The discussion here reminded me of the 'whimmy doodle'-- aka: the 'Gee Haw Whammy Diddle'; or the 'Magic Propeller'. A stick is rubbed on another stick with notches in it and with a 'propeller' at the end. The notched stick is held firmly in one hand and the other hand holds the stick that will do the rubbing. Depending on how the rubbing stick is held, it is possible to make the propeller spin in either direction. These two web sites are interesting--- Google will return many more.

http://www.sciencetoymaker.org/prop/index.html

http://en.wikipedia.org/wiki/Gee-haw_whammy_diddle
 The only way I can see this working is if you could construct a rotating sonic field, that could fit into the grooves that make up the screws head. It seems like such an indirect method. Wouldn't a device that could generate a field like that be so big that it would simply be easier to carry an actual screwdriver? Although this leads me in an interesting train of thought. Could pulsed sonic waves be used to warp the screw? Compress it, make it looser, and then remove it?
 HELLO. CAN ANYONE TELL ME HOW TO GET THE ITEMS LISTED BY BRENNANSHAW. I AM TRYING TO MAKE THIS BUT CANNOT FIND THE PARTS NEEDED. IF YOU CAN HELP ME PLEASE SEND THE INFORMATION TO ME @ PHYSICS FORUMS.THANKS IN ADVANCE.

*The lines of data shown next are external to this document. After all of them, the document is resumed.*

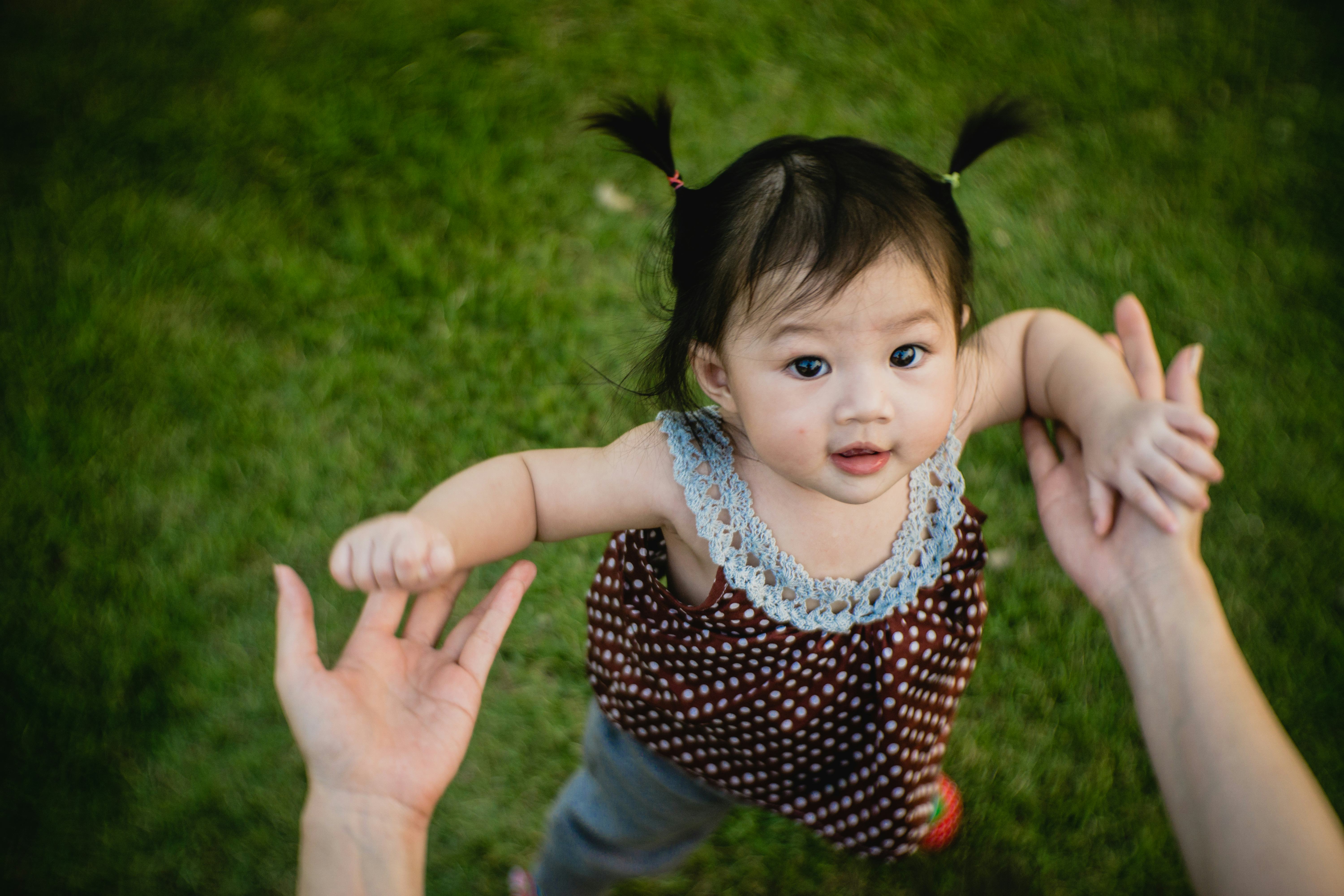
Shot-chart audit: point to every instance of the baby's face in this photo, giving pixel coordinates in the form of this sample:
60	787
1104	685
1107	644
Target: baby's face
847	398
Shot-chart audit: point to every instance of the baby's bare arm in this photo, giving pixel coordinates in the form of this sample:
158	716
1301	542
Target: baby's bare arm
499	507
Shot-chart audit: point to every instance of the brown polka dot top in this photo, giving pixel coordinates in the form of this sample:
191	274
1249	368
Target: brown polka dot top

 I think these Dr Who fanboys are smothering the scientific aspects of this study to become one step closer to becoming their loved hero. This aside, I beleive that is a sonic wave was emitted at the correct frequency, the screws shall indeed vibrate and in turn, rotate, thus, unlocking a door.... perhaps not by the traditional turning of a handle, but more taking it off the hindges. I wish anyone the best of luck when trying to make such a thing, and I look forwards to seeing the the results.